The bulk of their post-recording time, Richards reports, was spent subtracting, and so The Herethereafter went through a number of significant changes before it achieved its final form.

"Since we spent almost a year on it, from songwriting to release, a lot of things changed several times. One thing was, we ended up with way too much...just too much stuff on each track, effects and overdubs and that kind of thing. Even our producer [Rick Parker, who also plays on the album and in Richards' live show] kept putting more things in, and I'd be saying, 'Please, stop, it's finished!' even though it was actually a lot of fun to try out. So by the time we got to where we were mixing it, we were essentially editing, taking out a lot of elements. The strings were the very last part to get added, and they're what really changed the sound of the record, I think."

The final product recalls Richards' mention of "plugged-in folk"; though the album was carefully (and very audibly) crafted, The Herethereafter maintains a freewheeling spontaneity in its performances throughout that keeps it from sounding too tightly controlled.

Of course, solid production values are a moot point when the music itself is pedestrian. But Richards, happy to report, is a confident and skillful songwriter, a talent honed by years playing and performing around the Los Angeles scene.

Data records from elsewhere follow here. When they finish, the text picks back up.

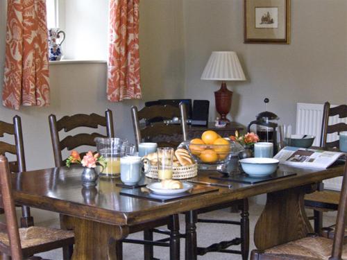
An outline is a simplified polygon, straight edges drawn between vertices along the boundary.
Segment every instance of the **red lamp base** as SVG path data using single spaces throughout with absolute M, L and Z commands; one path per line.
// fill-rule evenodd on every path
M 230 111 L 232 98 L 232 92 L 228 89 L 226 83 L 223 81 L 219 90 L 214 92 L 216 110 L 221 115 L 220 120 L 221 121 L 230 122 L 230 120 L 226 118 L 226 115 Z

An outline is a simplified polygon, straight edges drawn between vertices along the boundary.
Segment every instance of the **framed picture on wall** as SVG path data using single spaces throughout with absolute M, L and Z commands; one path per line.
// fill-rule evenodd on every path
M 289 44 L 290 0 L 244 0 L 244 43 Z

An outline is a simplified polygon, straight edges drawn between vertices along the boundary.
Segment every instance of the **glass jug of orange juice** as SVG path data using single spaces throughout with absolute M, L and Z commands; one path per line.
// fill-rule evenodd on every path
M 101 176 L 119 177 L 121 173 L 121 157 L 126 155 L 128 140 L 122 138 L 96 137 L 94 139 L 98 153 L 107 162 L 99 173 Z

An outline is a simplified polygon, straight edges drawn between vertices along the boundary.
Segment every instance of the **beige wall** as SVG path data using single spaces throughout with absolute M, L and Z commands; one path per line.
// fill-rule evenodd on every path
M 185 96 L 211 101 L 220 83 L 201 80 L 212 51 L 235 51 L 246 82 L 228 82 L 232 119 L 247 124 L 265 110 L 295 125 L 298 102 L 347 103 L 347 1 L 291 0 L 290 45 L 244 44 L 242 0 L 185 1 Z M 295 129 L 295 128 L 294 128 Z

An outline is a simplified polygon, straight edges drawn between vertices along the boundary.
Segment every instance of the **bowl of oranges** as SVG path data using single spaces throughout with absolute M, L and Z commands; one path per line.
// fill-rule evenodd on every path
M 196 162 L 206 164 L 226 164 L 244 150 L 239 143 L 223 138 L 212 130 L 205 131 L 201 138 L 184 141 L 180 146 L 188 150 Z

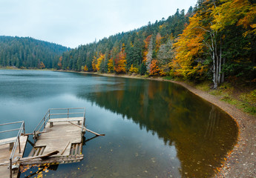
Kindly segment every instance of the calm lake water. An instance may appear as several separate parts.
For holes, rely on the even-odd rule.
[[[0,122],[26,132],[48,108],[86,107],[88,128],[106,134],[85,134],[82,162],[21,177],[211,177],[237,137],[226,113],[166,82],[0,70]]]

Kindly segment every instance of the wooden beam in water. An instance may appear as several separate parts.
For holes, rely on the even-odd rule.
[[[74,124],[74,123],[72,123],[71,122],[68,122],[70,123],[70,124],[73,124],[73,125],[76,125],[76,126],[77,126],[77,127],[79,127],[79,128],[82,128],[82,126],[80,126],[80,125],[76,125],[76,124]],[[105,134],[98,134],[98,133],[93,132],[93,131],[91,131],[91,130],[86,128],[85,126],[82,126],[82,127],[83,127],[83,129],[85,129],[85,131],[88,131],[88,132],[91,132],[91,133],[92,133],[92,134],[95,134],[95,135],[97,135],[97,136],[105,136]]]

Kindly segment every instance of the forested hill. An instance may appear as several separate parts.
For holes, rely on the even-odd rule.
[[[148,22],[140,29],[79,46],[65,53],[59,67],[63,70],[101,73],[126,73],[131,70],[143,75],[152,59],[157,58],[163,73],[167,73],[168,63],[173,57],[173,40],[182,33],[192,14],[192,7],[187,13],[177,10],[167,19]]]
[[[65,53],[62,70],[256,83],[256,1],[197,0],[187,13]]]
[[[29,37],[0,36],[0,67],[53,68],[68,48]]]

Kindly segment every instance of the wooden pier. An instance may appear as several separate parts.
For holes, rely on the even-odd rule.
[[[20,125],[19,128],[13,128]],[[6,134],[18,131],[15,137],[0,139],[0,177],[17,177],[19,170],[19,162],[16,161],[22,158],[26,147],[27,136],[25,136],[24,124],[23,121],[6,124],[0,124],[0,127],[10,126],[11,129],[0,131]]]
[[[16,137],[0,139],[0,178],[17,177],[20,165],[64,164],[81,161],[83,136],[87,129],[85,108],[49,109],[33,133],[25,134],[24,122],[0,124],[0,126],[21,124],[19,128],[1,133],[19,131]],[[33,138],[33,149],[23,157],[27,136]],[[93,137],[94,138],[94,137]]]
[[[22,165],[81,161],[85,108],[49,109],[33,132],[35,144]],[[50,156],[49,156],[50,155]]]

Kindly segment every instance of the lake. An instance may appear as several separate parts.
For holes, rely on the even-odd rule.
[[[27,133],[48,108],[85,107],[87,128],[105,134],[85,134],[82,162],[20,177],[211,177],[237,138],[228,114],[168,82],[0,70],[0,122],[24,120]]]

"I never really had a steady live performance schedule. I would just get up with different people when I could," she says. A vocal stint with the Brian Jonestown Massacre in 1997 brought her a somewhat higher profile, and she eventually contributed songs to two BJM releases, Give it Back and Bringing it All Back Home Again. As the central creative force on her debut album, however, Richards stands or falls on her own merits, and The Herethereafter succeeds largely by virtue of her considerable songwriting skill.

Perhaps because so many of her recent endeavors have been centered around notions of "space," Richards finds herself acutely aware of the places through which she's moving these days. She's on her first extended tour, picking up new vibes in new places; and, as a transplanted San Franciscan--having moved to Los Angeles in 1995, just before her 21st birthday--she finds herself newly receiving unique benefits from both cities.

She thinks for a moment. "That was really an important part of moving to L.A., for me. Being able to do other jobs while I was getting my music together. In San Francisco I was going to have to work at a clothing store or something.

"L.A. is really fun in its own right," she continues. "It's a major city, which makes it a lot more cosmopolitan, and of course everyone who lives there or moves there is bringing their own art and culture to it. And because the rents are cheap, it brings in a lot of young people, so everyone's trying out lots of different things, and there are a lot more ways to make money. But if you are genuinely focused and you're trying to make something happen in the entertainment business, it's really the only place to be.

"But the two cities are so different," she continues emphatically. "San Francisco has a lot of soul and character; its public transportation system is still in effect, and you can walk everywhere if you want. There's a whole intellectual scene that's unique to the area. Los Angeles mainly runs on the entertainment-capital-of-the-world thing, but in San Francisco when you're out in the city you'll see little kids, and old people, and all different kinds of people, which is 'real life,' you know? In Los Angeles...not so much. People in San Francisco in general are very soulful; the city kind of has a better vibe in the air, more electric. Like a lot of coastal cities have, I think. You get the wind in off the ocean, all that energy..."

She trails off, considering other spaces. "It makes a huge difference in the feel. So open."